Weston Public Library Book and Bake Sale: The Harlequin Question

The main point of this post is to get you to stop by the Friends of the Weston Public Library Book and Bake Sale which starts Thursday afternoon at 3 pm for Friends of the WPL members (you can join on the spot if you must or join online here) and carries on through Friday and Saturday (no bake sale on Saturday).

The actual hours for the Book Sale are Thursday, 11/3, 3:00 pm – 8:00 pm, Friday, 11/4, 9:30 am – 5:30 pm and Saturday, 11/5, 10:00 am – 2:00 pm. The Bake Sale hours are slightly different (and you don’t have to be a member to get a cupcake): Thursday, 11/3, and Friday, 11/4, 9:30 am – 5:30 pm.

Now comes the Owl filler so you can skip this next part if you’re busy. When I was 13, I started working for the New Canaan Public Library in Connecticut. It was a great first job for someone who loved to read as much as I did and do, and the book sale was a very big deal as well. Along with the Tom Clancys and Ivan Turgenevs (I loved Russian lit for a bit), book donations included a ton of Harlequin novels. If you’re not familiar with the “genre” (term used very loosely), these were 50 cent or dollar serial romance novels, very “family-oriented” (not yet the days of the sizzlers) and we would get hundreds of them donated. What to do with so many?

You can buy this “vintage lot” of 80s/90s Harlequins for $15 on Ebay. Price is up!

Well, if you were the New Canaan Public Library, you would put them into Coke cases or whatever and sell a rack of them for $5. That was about 40 of them in one go–not sure who needed that many since they were all about the same, but they would sell.

Then in the 90s, when I lived in Miami, I again volunteered for the library, this time the gigantic Miami Public Library. The basement there was where we sorted the books, and where, I am sure, there was an active nightlife of rats and sharks. There were huge dump carts in the middle and we flung textbooks, SAT prep books, out-of-date travel books and Harlequins into those carts. If New Canaan had hundreds, Miami had thousands. They never tried to re-sell them. Garbage.

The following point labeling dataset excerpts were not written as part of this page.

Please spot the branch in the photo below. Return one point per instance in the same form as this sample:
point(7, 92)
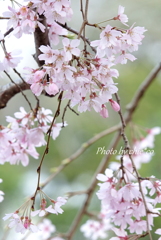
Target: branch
point(10, 90)
point(133, 105)
point(127, 117)
point(41, 38)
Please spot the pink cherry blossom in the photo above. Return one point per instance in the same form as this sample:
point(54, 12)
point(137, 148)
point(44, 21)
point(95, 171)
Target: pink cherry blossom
point(121, 16)
point(48, 54)
point(11, 59)
point(1, 193)
point(115, 105)
point(70, 48)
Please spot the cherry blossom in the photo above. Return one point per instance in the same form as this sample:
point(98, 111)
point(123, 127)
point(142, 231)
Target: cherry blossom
point(21, 218)
point(70, 48)
point(11, 59)
point(1, 193)
point(121, 16)
point(46, 228)
point(94, 229)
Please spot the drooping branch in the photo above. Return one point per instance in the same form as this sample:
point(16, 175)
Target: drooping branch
point(41, 38)
point(130, 111)
point(131, 107)
point(10, 90)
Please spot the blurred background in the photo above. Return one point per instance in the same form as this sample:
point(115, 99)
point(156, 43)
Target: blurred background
point(20, 182)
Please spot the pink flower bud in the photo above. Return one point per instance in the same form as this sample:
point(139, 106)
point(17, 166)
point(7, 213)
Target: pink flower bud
point(104, 111)
point(115, 105)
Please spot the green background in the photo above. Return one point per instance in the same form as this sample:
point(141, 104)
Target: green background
point(20, 182)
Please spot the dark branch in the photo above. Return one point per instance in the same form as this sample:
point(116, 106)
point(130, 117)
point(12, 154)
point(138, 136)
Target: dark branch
point(10, 90)
point(41, 38)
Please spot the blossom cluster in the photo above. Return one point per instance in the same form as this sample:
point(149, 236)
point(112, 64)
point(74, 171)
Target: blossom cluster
point(1, 193)
point(140, 153)
point(24, 133)
point(46, 231)
point(21, 219)
point(86, 78)
point(127, 205)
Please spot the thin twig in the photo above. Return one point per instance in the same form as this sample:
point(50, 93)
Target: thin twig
point(133, 105)
point(47, 147)
point(18, 86)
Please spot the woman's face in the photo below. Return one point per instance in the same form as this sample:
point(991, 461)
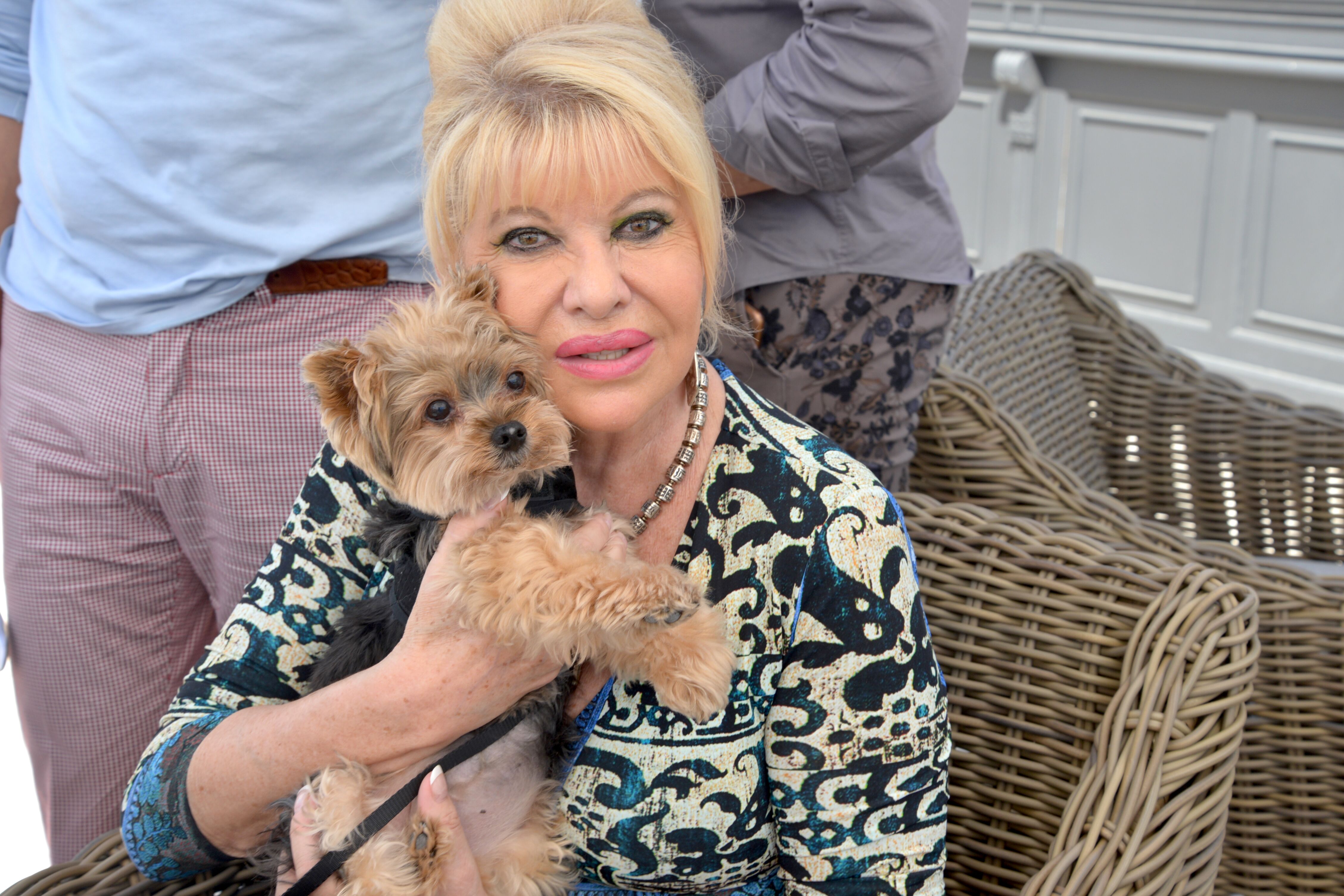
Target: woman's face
point(609, 281)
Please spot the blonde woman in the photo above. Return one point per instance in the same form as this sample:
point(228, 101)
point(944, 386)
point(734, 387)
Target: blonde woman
point(565, 151)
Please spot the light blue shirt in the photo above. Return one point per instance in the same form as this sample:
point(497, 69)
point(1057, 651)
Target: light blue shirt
point(178, 151)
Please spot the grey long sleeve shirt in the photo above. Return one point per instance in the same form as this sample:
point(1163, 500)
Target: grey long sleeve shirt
point(834, 104)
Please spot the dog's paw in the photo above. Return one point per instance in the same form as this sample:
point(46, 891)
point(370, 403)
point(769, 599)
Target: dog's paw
point(698, 679)
point(670, 597)
point(428, 847)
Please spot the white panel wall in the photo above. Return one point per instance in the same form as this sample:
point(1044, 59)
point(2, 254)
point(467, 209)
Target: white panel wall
point(1175, 155)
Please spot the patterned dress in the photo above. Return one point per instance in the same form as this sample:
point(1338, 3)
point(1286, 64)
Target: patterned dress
point(826, 774)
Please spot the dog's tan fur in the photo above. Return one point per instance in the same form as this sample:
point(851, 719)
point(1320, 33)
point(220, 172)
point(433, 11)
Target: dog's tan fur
point(521, 578)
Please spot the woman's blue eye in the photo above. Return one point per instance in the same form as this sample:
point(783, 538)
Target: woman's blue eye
point(644, 226)
point(526, 239)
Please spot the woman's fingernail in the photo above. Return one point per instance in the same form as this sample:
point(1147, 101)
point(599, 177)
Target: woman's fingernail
point(439, 784)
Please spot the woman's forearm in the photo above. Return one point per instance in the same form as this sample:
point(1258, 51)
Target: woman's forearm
point(390, 716)
point(264, 753)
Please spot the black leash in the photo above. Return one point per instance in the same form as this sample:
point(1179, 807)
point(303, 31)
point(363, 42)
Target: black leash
point(478, 742)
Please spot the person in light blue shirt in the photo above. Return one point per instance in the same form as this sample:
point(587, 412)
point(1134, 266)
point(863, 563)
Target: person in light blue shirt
point(174, 158)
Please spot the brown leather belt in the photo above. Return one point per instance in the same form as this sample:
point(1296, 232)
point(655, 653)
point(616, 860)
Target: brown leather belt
point(331, 273)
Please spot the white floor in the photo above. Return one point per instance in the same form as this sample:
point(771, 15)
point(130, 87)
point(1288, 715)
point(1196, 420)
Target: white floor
point(23, 845)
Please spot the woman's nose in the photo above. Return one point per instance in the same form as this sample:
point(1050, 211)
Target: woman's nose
point(597, 287)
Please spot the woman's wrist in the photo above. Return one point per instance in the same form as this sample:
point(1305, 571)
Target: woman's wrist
point(406, 708)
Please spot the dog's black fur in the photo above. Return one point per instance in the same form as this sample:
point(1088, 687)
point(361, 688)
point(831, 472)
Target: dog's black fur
point(406, 539)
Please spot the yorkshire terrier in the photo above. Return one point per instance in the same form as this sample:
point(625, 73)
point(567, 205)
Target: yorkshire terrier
point(445, 407)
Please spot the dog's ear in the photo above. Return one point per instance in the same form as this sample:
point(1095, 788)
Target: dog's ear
point(476, 285)
point(331, 374)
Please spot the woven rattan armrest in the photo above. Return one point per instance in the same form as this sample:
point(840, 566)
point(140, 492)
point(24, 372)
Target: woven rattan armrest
point(104, 868)
point(1285, 832)
point(1097, 702)
point(1197, 449)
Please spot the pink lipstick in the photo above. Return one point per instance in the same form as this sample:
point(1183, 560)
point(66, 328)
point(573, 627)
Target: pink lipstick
point(605, 357)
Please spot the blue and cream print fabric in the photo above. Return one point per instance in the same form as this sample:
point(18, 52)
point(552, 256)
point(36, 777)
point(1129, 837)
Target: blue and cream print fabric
point(828, 770)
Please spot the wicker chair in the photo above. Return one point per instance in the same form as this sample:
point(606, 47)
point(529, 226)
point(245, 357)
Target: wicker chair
point(1097, 698)
point(1162, 433)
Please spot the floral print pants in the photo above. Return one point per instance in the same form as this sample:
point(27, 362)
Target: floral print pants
point(850, 355)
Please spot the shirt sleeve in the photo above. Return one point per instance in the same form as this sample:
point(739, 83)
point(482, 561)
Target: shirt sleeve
point(15, 21)
point(261, 656)
point(859, 81)
point(858, 739)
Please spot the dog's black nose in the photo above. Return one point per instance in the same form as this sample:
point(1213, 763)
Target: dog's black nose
point(510, 437)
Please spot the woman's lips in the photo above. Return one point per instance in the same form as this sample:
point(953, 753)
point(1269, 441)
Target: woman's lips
point(611, 355)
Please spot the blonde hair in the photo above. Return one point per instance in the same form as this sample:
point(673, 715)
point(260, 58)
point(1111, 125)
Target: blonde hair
point(577, 85)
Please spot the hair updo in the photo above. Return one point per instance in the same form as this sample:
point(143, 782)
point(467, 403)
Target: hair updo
point(534, 93)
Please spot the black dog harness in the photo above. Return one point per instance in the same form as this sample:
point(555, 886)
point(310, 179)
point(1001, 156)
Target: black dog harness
point(475, 743)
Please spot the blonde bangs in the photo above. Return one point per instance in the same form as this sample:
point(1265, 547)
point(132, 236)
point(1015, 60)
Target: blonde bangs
point(560, 108)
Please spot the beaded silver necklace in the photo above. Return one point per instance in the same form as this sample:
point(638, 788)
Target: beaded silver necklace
point(685, 455)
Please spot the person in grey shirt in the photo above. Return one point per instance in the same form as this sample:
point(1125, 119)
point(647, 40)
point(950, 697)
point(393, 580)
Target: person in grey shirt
point(849, 251)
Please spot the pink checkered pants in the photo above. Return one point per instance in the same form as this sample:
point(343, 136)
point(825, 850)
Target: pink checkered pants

Now, there was a time at age 13 when I enjoyed a Harlequin as a break from Russian lit and that pain in the butt Hemingway. I lost interest pretty quickly but they still make me smile. A few years later, I visited a college friend in Bar Harbor and we went to visit her Nana who lived in a small house near MDI Hospital and was, and still is, a year-round resident. As we went into the house, there were floor-to-ceiling Harlequin novels. Not on shelves, as I recall, but stacks and stacks and stacks.

And I asked Nana about it and she laughed and said that she and her friends passed them around and she had no idea which she had read and which she had not anymore. All I know is Harlequins must give longevity because Nana celebrated her 100th birthday two weeks ago.

So, the Harlequin question, WPL. What’s the answer?

You can ask it yourself this weekend. Get yourself to the Book and Bake Sale!